Indian Lamb Masala Curry
Discover a flavorful lamb masala recipe with bold spices, creamy yogurt, and tender lamb. Perfect for a cozy dinner, paired with rice or naan.
Servings
Prep Time
Cook Time
Ingredients
Total Time
Ingredients
Homemade Masala Spice Mix:
- 2 tbsp coriander seeds
- 2 tbsp fennel seeds
- 3 tbsp cumin seeds
- 5 green cardamom pods
- 2 black cardamom pods
- 5 cloves
- Chili to taste
- 2 bay leaves
- 1 tsp black peppercorns
- ½ nutmeg
- ½ star anise
- ½ cinnamon stick
- 1 tbsp turmeric
Marinade:
- Green and red chili to taste
- 2-inch piece of ginger
- 1 garlic bulb
- 1 tsp masala spice mix
- ½ cup water
- 650-700g lamb
- Salt to taste
Cooking the Lamb:
- 3 onions, chopped
- 2-3 cups water
- Additional cardamom pods (optional)
Curry Base:
- 4 onions, chopped
- 3 inch ginger
- 1 garlic bulb
- 2-3 tbsp ghee
- 200ml tomato purée
- 3 tbsp masala spice mix
- 150g Greek yogurt
- Salt to taste
Serving Suggestions:
- Steamed rice
- Naan bread
- Fresh cilantro
- Hot chili sauce
Equipment
- Dry skillet
- Blender or spice grinder
- Large pot
- Strainer
- Knife and cutting board
- Measuring spoons and cups
- Mixing bowl
- Spatula or wooden spoon
Instructions
Today, I want to introduce you to my take on an Indian recipe: Lamb Masala Curry. This dish is incredibly flavorful, satisfying, and creamy, packed with bold spices that will transport you to a world of exotic aromas.
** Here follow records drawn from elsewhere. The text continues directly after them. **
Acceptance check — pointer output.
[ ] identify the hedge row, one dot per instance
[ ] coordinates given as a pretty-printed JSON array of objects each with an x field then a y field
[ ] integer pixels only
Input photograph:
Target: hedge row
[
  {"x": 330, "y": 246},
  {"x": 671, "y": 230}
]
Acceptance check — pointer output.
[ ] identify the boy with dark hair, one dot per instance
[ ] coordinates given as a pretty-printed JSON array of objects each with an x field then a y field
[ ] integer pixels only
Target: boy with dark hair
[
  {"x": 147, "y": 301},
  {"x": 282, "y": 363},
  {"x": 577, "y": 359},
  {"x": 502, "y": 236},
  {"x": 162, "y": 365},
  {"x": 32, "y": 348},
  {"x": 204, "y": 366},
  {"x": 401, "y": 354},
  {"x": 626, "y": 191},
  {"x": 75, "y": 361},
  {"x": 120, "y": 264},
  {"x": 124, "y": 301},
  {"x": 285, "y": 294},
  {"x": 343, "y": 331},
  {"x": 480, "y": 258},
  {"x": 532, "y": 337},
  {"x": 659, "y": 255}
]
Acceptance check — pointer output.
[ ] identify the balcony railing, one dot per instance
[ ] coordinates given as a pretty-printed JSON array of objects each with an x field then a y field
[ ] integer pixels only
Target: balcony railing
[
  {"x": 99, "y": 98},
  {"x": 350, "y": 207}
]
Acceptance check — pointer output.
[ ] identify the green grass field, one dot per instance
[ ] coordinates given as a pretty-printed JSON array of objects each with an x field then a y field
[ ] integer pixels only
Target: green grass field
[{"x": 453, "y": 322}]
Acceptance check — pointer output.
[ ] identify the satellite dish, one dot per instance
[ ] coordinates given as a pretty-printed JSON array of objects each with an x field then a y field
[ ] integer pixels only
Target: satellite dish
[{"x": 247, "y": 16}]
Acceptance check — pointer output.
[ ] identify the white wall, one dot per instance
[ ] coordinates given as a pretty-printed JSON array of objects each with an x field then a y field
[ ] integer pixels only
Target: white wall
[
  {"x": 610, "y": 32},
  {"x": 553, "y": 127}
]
It’s easy to prepare, highly adaptable to personal preferences, and perfect for reheating, making it a fantastic leftover meal. Let’s dive into this lamb masala recipe and uncover its delicious secrets.
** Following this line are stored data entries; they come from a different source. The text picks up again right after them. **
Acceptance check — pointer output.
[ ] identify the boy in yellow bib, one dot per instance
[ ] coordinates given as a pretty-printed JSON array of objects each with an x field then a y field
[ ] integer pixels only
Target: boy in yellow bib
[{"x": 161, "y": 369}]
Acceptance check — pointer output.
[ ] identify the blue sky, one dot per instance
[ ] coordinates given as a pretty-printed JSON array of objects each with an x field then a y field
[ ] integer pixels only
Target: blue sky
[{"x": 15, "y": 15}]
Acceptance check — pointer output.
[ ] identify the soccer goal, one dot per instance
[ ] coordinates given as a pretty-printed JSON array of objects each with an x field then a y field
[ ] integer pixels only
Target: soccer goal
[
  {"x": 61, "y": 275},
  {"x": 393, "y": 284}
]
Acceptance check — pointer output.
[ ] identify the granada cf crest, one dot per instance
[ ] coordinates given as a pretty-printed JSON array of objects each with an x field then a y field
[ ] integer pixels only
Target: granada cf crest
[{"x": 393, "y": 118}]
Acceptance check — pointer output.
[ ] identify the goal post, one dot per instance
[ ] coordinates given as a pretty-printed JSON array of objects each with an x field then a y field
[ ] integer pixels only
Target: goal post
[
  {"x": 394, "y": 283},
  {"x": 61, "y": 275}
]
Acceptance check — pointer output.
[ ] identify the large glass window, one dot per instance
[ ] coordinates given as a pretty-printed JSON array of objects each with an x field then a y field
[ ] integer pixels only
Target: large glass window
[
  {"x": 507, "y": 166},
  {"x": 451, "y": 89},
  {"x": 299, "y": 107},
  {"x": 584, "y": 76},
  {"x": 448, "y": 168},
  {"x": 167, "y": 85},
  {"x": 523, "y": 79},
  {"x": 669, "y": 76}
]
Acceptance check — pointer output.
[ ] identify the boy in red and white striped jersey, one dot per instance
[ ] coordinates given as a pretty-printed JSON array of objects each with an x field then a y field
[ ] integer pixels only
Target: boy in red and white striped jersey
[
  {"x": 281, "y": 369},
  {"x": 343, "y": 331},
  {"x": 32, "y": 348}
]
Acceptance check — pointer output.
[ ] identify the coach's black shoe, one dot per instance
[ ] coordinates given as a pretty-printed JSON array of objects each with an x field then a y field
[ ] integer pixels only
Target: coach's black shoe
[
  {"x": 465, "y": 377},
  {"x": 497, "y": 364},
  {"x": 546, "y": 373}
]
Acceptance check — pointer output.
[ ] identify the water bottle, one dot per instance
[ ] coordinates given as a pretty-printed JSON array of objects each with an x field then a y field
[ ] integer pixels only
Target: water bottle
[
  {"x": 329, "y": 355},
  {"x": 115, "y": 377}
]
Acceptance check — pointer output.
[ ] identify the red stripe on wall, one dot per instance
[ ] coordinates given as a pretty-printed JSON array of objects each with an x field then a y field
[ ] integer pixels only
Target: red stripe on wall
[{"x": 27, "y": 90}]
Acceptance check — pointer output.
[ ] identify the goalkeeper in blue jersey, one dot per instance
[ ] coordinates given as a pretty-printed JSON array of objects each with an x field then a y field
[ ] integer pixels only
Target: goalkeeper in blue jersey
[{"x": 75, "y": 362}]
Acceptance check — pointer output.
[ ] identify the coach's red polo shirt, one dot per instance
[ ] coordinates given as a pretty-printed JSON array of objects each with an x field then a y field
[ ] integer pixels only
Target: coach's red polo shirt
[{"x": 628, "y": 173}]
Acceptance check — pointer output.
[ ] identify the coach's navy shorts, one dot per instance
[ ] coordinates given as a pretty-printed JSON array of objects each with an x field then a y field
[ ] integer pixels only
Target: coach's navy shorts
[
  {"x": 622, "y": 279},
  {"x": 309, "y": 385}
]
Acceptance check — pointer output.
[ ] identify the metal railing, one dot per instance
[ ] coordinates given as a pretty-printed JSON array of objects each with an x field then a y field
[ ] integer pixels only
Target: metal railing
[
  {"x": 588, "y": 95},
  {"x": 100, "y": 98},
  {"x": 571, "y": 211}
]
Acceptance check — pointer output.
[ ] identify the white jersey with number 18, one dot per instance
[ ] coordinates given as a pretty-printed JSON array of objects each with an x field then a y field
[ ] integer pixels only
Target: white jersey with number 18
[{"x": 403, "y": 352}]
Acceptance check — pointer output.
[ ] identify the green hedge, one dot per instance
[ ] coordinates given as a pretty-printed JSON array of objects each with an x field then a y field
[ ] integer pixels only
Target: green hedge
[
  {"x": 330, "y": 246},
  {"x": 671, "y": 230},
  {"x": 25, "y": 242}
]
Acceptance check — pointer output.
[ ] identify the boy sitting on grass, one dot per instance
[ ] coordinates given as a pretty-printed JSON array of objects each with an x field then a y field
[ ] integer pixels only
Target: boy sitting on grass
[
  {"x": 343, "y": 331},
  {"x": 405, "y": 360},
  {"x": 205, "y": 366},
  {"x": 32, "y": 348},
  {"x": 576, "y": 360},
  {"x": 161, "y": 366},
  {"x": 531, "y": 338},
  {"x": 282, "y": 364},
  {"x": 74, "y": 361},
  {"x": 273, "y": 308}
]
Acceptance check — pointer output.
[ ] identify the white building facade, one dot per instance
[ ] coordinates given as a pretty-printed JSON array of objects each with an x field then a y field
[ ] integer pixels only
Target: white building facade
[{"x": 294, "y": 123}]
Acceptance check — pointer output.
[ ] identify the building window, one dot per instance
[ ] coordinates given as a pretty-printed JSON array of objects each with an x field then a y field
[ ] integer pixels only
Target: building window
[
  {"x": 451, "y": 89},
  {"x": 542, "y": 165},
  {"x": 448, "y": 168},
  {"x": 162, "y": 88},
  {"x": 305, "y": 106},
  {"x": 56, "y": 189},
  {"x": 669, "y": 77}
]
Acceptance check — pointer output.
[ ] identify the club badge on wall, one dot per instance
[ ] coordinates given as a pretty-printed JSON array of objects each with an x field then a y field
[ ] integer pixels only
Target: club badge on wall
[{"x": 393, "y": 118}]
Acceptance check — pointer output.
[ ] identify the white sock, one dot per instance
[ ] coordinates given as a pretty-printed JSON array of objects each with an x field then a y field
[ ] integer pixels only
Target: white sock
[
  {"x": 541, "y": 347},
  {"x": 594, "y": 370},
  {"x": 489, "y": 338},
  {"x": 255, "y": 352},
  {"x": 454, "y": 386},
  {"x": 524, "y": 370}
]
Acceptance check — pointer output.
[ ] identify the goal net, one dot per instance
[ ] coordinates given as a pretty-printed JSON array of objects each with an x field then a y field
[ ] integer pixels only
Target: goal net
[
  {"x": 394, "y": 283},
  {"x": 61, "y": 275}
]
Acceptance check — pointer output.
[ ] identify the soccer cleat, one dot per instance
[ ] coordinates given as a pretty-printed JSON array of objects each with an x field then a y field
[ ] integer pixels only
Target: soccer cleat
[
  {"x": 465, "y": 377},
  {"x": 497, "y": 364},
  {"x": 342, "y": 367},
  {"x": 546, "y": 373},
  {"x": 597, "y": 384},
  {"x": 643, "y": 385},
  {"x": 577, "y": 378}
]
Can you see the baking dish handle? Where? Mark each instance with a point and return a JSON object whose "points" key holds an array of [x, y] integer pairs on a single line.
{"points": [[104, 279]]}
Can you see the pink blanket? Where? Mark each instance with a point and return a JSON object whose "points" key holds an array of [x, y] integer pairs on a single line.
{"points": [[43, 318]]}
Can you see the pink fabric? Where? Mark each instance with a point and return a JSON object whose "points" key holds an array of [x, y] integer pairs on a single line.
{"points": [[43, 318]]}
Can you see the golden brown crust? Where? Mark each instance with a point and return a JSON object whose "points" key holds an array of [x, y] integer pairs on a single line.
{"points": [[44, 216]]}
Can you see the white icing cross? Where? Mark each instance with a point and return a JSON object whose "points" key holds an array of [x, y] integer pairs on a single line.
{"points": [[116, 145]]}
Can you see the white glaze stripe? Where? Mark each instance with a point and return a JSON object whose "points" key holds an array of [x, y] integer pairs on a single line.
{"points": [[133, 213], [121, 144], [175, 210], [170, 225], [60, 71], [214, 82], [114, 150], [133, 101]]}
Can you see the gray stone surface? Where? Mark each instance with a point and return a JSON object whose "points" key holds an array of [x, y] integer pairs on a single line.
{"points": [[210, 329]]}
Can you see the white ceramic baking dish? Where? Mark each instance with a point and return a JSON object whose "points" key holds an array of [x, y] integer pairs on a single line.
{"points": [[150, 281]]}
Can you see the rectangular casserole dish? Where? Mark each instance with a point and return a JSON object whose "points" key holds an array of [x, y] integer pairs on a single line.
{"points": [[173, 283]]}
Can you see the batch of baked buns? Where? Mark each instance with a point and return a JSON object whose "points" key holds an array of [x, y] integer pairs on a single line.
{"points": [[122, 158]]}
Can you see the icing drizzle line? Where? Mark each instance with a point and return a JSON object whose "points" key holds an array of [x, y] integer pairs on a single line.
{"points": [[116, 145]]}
How to Cook Lamb Masala Curry
- Homemade Masala Spice Mix: While store-bought masala works, I prefer making my own mix.
- Toast your spices in a dry pan for 1-2 minutes, then blend into a fine powder.
- Use what you need for the recipe and store the rest in a jar.
- Marinade: The next thing you need to take care of is making a marinade.
- Blend the chili peppers, garlic, ginger, masala and water into a paste.
- Combine the lamb with the marinade and salt to taste.
- Cover and let rest overnight.
- Cooking the Lamb: The next day, cook the lamb with 3 chopped onions, a few more cardamom pods, and 2-3 cups of water on very low heat for 1.5 hours.
- Take the meat out.
- Strain the broth, and set aside; discard the onions.
- Creating the Curry Base: Chop 4 onions, sprinkle with a pinch of salt, and caramelize in 2-3 tbsp ghee for 4-5 minutes.
- Deglaze the pan with a little lamb broth.
- Make a paste of 1 garlic bulb, 3-inch pieces of ginger, and 30-40ml water.
- Add it to the pot along with 200ml tomato purée.
- Stir continuously until emulsified.
- Add 3 tbsp of the masala spice mix and adjust the salt as needed. Stir in the cooked lamb, a bit more broth, and Greek yogurt.
- Cover and cook on low heat for another 30 minutes or until the oil separates.
- Serving Suggestions: Serve the lamb masala curry with steamed rice, naan bread, fresh cilantro, and hot chili sauce, as per your preference.
Why This Dish Shines
The combination of bold spices and creamy yogurt creates a perfectly balanced Indian lamb masala that’s both hearty and fragrant. Each spice plays a unique role in building layers of flavor. For instance, the warmth of cinnamon and cloves complements the sharpness of black pepper, while turmeric brings its earthy, slightly bitter undertone and vibrant color. Meanwhile, the Greek yogurt not only adds creaminess but also balances the heat and acidity, making every bite indulgent yet light.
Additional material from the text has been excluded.